Analysts opine that the present rally is fuelled by short covering by one prominent seller, probably a gold miner. But the underlying fact is that funds are still buying along with a few trading houses. What has surprised all is that despite a couple of selling bouts by Australian producers, gold continues to surge ahead.

However, there is still a sneaking fear that what the funds propose, producers will dispose. But for the moment it is the day of the funds.The precious metals basket benefited from the yellow metal's spectacular rise and even silver moved on from near US cents 509.75 per ounce on September 17 to US cents 526 per ounce on September 23.
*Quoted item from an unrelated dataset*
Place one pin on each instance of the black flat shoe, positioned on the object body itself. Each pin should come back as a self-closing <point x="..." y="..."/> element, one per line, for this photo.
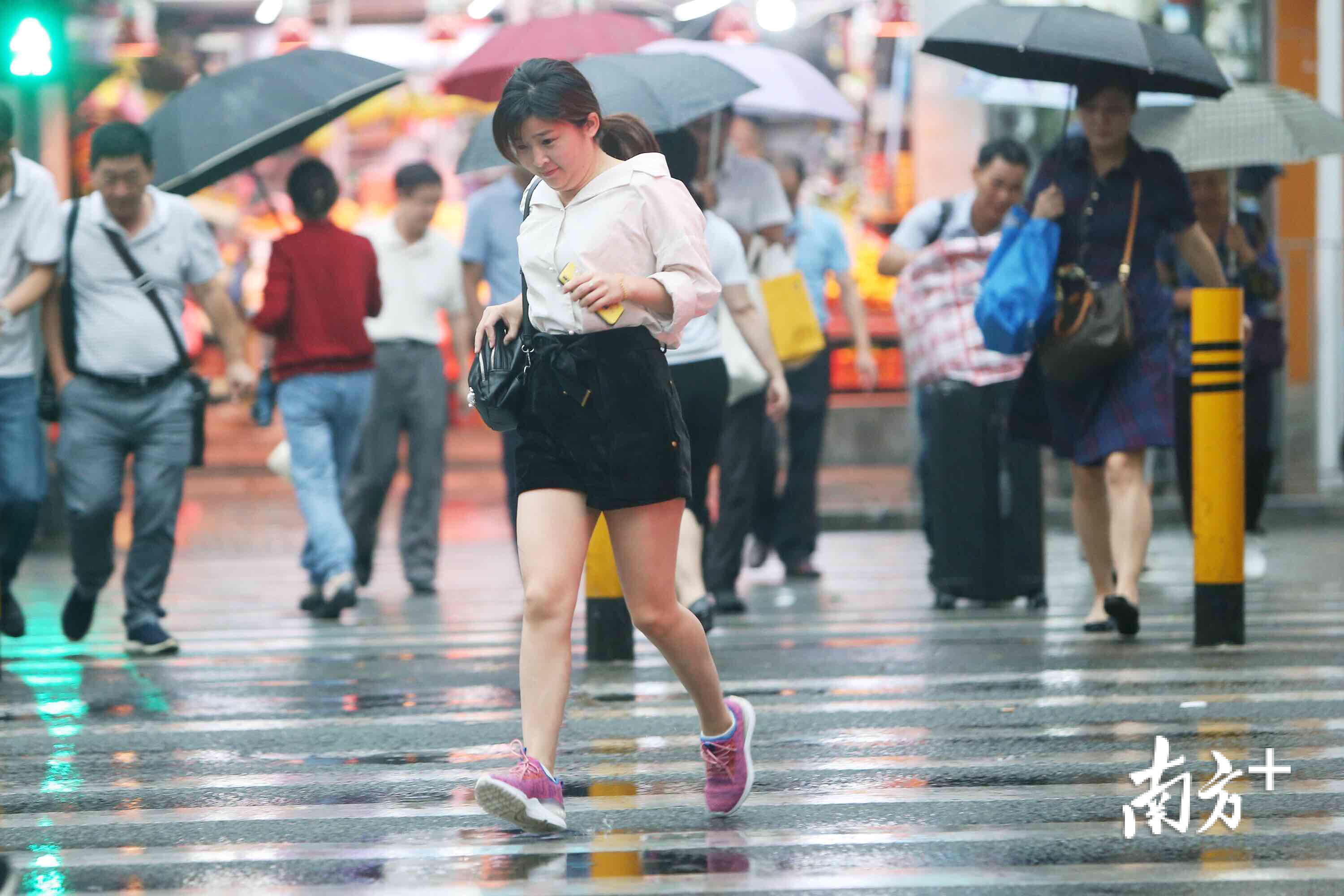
<point x="703" y="610"/>
<point x="1124" y="613"/>
<point x="729" y="602"/>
Friday saw gold at $270 per ounce and silver at US cents 525 per ounce (gold and silver, London, Friday afternoon fixed).

The domestic bullion markets reflected the gold's changing fortunes. However, the prices also had to factor in the fall of the rupee to its lowest ever against the US dollar. With theinauspicious fortnight commencing from Sunday, demand for both the precious metals could be adversely affected, particularly as prices have also risen in the international markets.

Elsewhere, standard gold rose from Rs 4,050 per 10 gms to Rs 4,230 per 10 gms. Silver .999 improved its position from Rs 7,985 per kg to Rs 8,175 per kg before closing at Rs 8,115 per kg (gold and silver, Mumbai, Saturday evening prices).

Meanwhile, even as gold basks in its moment of glory, gold buffs want more. For them, the icing on the cake would be if BoE were to drop further gold auctions.

Finally, has George Soros or his legion of followers returned to gold a la 1993? Maybe. Maybe not!